The restoration of the cemetery and the building of the Wall became the reason
behind intensifying of the Polish-Jewish relations (as the Wall is an important
place for many Jewish organisations to visit), and - at the same time - a lesson
in tolerance for the local community,
Among others there are the Israeli teenagers from the school Kiriat Sharet in
Holon who have already been to the town four times. Usually, during their
one-day stay in Hrubieszów, the teenagers meet the Polish students from the
local high school. The students exchange e-mail addresses and correspond with
each other. Also, the Polish students were invited to pay a visit to Holon (they
would have free accommodation sponsored by the Association), but due to the lack
of funding for a flight to Israel the initiative has not yet taken place.
There are also other signs of the development of the mutual relations. For
instance, the Association members were asked to participate in the organising
committee of the town’s anniversary; the local monthly has published several
articles on the Jewish minority in the town; a university student, who was born
in Hrubieszów, wrote a thesis on the Jews from the town.

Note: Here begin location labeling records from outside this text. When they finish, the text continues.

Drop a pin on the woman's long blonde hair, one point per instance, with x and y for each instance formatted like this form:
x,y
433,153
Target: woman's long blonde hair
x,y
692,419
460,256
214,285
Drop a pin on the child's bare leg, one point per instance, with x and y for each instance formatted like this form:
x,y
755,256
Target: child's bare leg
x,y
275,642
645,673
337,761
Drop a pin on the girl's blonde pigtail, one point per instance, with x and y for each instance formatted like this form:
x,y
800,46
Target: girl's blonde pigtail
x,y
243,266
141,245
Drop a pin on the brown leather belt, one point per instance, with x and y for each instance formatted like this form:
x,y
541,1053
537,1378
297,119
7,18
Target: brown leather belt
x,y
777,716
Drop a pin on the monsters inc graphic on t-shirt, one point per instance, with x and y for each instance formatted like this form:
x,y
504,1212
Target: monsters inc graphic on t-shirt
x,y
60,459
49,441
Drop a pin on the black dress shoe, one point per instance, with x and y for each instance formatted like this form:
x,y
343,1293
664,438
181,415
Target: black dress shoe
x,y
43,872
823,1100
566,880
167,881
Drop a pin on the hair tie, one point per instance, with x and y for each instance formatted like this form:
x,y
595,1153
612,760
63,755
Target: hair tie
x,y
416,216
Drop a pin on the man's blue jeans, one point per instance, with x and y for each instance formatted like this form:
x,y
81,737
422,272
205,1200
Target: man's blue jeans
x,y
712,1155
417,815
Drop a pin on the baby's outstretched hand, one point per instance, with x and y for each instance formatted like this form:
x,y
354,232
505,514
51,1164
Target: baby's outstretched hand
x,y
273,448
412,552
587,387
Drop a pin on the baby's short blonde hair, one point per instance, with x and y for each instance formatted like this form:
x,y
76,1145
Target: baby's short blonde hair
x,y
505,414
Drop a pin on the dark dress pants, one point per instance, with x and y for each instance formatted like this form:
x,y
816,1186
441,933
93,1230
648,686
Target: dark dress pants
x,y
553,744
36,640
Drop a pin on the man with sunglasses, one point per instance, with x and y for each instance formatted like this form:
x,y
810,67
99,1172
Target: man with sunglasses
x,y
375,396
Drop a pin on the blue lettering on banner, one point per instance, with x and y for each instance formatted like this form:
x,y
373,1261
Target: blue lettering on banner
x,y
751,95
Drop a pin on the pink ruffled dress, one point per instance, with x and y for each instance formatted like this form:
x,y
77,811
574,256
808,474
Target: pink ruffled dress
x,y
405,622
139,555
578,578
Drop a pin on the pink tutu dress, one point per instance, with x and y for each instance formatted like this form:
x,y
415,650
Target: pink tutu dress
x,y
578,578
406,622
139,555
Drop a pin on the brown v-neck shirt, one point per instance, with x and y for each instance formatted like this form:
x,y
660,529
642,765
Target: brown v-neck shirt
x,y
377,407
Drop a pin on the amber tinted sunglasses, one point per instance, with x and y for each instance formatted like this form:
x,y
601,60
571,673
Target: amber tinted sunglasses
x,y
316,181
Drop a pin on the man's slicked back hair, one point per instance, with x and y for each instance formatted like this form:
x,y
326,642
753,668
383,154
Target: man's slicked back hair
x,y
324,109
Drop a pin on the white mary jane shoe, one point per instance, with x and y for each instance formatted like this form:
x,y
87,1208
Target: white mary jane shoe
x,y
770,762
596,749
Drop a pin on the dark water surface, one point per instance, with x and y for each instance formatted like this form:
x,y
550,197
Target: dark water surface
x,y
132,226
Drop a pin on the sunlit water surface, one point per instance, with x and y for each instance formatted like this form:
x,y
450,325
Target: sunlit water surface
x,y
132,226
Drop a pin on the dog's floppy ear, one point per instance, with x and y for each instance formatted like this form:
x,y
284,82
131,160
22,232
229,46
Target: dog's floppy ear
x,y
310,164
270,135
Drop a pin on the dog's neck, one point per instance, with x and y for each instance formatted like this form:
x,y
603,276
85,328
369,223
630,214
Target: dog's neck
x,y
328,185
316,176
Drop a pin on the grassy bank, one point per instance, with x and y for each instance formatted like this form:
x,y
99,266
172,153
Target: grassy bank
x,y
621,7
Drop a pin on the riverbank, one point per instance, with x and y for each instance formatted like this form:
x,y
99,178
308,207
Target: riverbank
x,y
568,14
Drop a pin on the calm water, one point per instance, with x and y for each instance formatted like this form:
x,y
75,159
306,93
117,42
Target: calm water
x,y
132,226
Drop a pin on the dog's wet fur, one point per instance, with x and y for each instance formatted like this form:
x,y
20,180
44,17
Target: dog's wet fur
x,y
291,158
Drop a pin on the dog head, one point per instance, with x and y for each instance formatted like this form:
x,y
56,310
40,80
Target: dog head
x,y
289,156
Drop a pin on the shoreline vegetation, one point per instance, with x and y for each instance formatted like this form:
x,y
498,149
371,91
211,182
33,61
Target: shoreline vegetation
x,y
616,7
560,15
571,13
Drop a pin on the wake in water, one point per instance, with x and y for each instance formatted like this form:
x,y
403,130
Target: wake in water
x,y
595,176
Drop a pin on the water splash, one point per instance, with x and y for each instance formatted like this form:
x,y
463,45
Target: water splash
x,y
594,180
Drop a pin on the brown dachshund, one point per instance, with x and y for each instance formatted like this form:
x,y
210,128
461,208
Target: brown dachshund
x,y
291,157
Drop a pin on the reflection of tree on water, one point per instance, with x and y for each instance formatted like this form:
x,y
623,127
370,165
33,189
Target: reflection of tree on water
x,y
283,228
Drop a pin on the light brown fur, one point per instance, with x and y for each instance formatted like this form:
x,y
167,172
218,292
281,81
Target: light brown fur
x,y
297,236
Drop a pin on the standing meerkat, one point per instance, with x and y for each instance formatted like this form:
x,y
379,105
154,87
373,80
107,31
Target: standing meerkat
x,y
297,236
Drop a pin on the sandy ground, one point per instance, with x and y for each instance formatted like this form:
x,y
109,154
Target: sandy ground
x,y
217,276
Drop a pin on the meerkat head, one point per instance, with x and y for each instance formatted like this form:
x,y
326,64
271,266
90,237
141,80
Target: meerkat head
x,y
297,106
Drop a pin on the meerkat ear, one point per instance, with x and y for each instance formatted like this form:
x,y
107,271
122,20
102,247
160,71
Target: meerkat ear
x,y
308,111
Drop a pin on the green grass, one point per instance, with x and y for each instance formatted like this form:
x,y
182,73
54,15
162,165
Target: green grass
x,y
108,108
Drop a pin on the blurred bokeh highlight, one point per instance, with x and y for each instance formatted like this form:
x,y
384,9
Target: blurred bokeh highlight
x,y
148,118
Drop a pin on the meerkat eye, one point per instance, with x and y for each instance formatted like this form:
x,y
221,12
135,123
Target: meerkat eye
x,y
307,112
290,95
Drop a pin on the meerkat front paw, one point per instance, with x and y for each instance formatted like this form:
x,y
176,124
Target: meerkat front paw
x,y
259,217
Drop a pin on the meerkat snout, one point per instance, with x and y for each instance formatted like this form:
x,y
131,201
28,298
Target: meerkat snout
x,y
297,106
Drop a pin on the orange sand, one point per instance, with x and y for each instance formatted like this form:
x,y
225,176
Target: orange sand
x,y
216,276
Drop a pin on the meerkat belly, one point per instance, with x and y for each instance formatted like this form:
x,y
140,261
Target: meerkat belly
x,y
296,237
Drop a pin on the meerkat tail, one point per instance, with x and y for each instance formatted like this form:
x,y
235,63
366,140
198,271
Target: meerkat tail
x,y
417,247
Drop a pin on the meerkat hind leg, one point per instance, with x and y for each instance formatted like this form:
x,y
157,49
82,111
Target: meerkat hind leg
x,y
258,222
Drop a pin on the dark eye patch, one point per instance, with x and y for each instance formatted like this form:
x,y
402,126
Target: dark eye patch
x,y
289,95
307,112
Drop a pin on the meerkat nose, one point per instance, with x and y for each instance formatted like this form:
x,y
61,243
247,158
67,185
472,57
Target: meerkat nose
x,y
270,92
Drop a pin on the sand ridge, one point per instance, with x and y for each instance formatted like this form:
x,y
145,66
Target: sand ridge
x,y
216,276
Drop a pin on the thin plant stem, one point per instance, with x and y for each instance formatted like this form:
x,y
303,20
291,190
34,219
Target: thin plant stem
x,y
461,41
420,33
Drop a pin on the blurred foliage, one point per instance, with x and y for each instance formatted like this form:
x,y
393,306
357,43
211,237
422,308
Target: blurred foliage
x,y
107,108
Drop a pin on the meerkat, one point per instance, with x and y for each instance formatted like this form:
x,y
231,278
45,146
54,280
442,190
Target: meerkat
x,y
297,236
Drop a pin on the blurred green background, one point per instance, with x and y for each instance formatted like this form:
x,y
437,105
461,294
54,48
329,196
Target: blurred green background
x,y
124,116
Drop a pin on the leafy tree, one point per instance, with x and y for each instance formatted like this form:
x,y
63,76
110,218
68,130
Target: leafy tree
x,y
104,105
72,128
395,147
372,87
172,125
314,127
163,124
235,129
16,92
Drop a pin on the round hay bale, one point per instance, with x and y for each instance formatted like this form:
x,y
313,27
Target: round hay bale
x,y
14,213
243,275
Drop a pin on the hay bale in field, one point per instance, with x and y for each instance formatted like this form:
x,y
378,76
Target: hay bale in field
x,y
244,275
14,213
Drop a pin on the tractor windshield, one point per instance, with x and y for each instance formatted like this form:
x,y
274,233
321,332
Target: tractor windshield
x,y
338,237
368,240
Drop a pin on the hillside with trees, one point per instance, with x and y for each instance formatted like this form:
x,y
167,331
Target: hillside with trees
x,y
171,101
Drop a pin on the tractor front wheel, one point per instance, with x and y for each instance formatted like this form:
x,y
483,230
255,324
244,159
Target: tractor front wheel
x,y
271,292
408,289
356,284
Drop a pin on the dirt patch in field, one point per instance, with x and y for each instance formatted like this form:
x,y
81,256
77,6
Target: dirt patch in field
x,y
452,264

Two significant gestures made by the Association’s members toward the local
community are also worth mentioning. First, the Association officially asked the
Pope – while he was in Israel - for a blessing for Hrubieszów. For the mainly
Catholic town’s inhabitants it was an extremely important event. The
Association has also contributed a symbolic sum of money to the local Catholic
Church, and the church contributed to the cemetery. Second, the Association’s
representative has publicly announced in the local monthly paper that his
organisation does not support any restitution claims in relation to the
post-Jewish property.
The very fact of improving the once indifferent (or sometimes even hostile)
attitude of the local Polish population toward Jews is an extremely important
result of the local policy. Therefore, the restoration does not only have a
compensatory dimension for the Jewish minority but it also has educational
dimension for those who remained.
Concluding remarks
The restoration of the Jewish cemetery
and building of the monument is a good sign of the development of the
Polish-Jewish relations. Contrary to conflicts, which sometimes occur in other
Polish towns, the main sources of disagreement (religion and the question of
property) did not occur. The Wall of Memory was built thanks to the mutual
co-operation of the local authorities and the Jewish organisation, and
contributed to an improvement of the attitude of the local community toward
Jews.
Main sources of information
Information obtained directly from local
authorities; local monthly paper; Uroczystość
Odsłonięcia Pomnika “Ściany Pamieci” w Hrubieszowie.
1997. Israel (a special publication devoted to the unveiling of Wall of Memory);
Jadczak, S. 2000. Hrubieszów i Powiat Hrubieszowski 1400-2000
[Hrubieszów and the Neighbourhood]. Lublin: Express Press.